= Polaris Career Center =

Polaris Career Center is a public career-technical school in Middleburg Heights, Ohio. It works in conjunction with the 11th and 12th grade students from the Berea, Brooklyn, Fairview Park, North Olmsted, Olmsted Falls, and Strongsville school districts. Polaris Career Center offers an opportunity that combines career training, academics and employability skills. Students can enter the job market after graduation or continue their education at a two-year or four-year college. Polaris opened in 1975 and is situated on 47 acres. Polaris completed a $57 million renovation of its entire Middleburg Heights campus in 2019. Polaris serves approximately 825 high school students at its Middleburg Heights campus and over 3,000 high school and middle school students at its satellite locations, as well as nearly 4,500 adults in open enrollment classes and Job & Career Training Programs.

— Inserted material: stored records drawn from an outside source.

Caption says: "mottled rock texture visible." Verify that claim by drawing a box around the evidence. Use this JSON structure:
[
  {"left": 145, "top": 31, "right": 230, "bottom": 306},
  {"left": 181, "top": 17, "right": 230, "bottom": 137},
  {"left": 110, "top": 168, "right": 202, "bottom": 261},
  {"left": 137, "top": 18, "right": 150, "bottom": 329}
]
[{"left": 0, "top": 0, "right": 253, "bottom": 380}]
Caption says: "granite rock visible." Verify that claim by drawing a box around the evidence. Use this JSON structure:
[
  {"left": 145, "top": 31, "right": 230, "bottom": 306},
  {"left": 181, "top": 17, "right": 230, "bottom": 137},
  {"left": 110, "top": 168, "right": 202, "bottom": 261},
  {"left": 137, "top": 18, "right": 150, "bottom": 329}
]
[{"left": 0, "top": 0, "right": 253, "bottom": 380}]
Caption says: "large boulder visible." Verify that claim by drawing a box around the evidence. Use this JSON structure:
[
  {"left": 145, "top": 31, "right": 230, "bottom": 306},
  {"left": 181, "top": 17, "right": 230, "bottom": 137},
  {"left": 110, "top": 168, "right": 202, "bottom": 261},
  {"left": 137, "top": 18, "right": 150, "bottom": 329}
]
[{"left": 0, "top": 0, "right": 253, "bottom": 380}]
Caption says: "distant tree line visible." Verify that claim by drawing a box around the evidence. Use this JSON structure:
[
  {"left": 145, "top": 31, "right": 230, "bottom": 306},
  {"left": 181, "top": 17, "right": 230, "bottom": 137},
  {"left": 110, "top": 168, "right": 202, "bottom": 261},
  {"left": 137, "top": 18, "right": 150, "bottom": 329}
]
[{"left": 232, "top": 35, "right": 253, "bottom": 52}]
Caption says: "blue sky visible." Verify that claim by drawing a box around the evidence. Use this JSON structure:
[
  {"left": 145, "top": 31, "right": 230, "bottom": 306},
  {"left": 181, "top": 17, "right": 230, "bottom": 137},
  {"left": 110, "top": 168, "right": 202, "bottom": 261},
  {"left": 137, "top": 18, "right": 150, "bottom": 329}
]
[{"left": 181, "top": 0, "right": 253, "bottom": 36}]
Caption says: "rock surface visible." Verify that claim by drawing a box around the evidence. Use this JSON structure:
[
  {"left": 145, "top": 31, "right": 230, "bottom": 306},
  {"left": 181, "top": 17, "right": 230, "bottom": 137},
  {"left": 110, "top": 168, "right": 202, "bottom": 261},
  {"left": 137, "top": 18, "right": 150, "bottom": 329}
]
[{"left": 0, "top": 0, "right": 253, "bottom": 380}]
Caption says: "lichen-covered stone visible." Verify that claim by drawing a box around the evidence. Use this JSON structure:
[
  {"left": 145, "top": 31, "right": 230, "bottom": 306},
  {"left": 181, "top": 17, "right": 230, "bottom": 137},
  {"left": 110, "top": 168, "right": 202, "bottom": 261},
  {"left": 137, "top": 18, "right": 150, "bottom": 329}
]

The Polaris district newsletter, the COMPASS, is published once a year and contains articles about programs, services, and student accomplishments in the high school, satellite and adult education departments. Polaris also publishes a monthly district e-newsletter, the 411.

==Polaris Education Foundation==

The Foundation is a non-profit 501 (c) (3) organization created for the specific purpose of promoting, improving and enriching the activities and programs at Polaris Career Center. The Foundation's support helps Polaris improve the quality of education it offers to the communities it serves. Since 1989, the Foundation has been helping high school students in need pay course fees and awarding scholarships for post-secondary education.

==Awards==

Polaris has been named as a recipient of the Ohio Award for Excellence (OAE).